The plunger made of magnetic material is composed of sintered metal produced by compressing and molding a magnetic metal powder so as to operate by magnetic force formed in the core, and then heating it at a high temperature to improve magnetic properties and improve productivity. Disclosed is a solenoid valve having a sintered metal plunger capable of producing a product, thereby reducing the manufacturing cost of the product and achieving an economic effect.

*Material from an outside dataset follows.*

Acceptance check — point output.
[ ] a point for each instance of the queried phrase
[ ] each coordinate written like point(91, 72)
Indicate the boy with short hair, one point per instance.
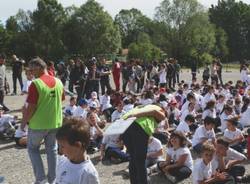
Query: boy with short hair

The present invention, the upper body having an inlet and an outlet, the core is formed with an outlet for discharging the residual pressure of the outlet, the assembled upper body and the core while reciprocating in the fluid inside and out of the inlet, outlet, outlet to shut off the fluid A rod main body for controlling pressure, a plunger installed at an end of the rod main body to fix and support the rod main body, and to apply magnetic force generated from the coil, to surround a portion of the core and the outside of the plunger and generate a magnetic force A solenoid valve having a bobbin in which a coil is wound around an outer circumferential surface thereof, a case in which a bobbin and a plunger are fixed to and supported by a core, and a connector provided with a terminal terminal for engaging with a mating connector. Composed of sintered metal produced by compression molding of metal powder of magnetic material to be.

Description

Solenoid valve with sintered plunger

The present invention relates to a solenoid valve, and more particularly, to improve magnetic properties and improve productivity by constructing a plunger manufactured by sintering molding to control fluid flow by operating by a magnetic force generated in a coil. The present invention relates to a solenoid valve having a sintered metal plunger capable of economical effect at the same time reducing the manufacturing cost.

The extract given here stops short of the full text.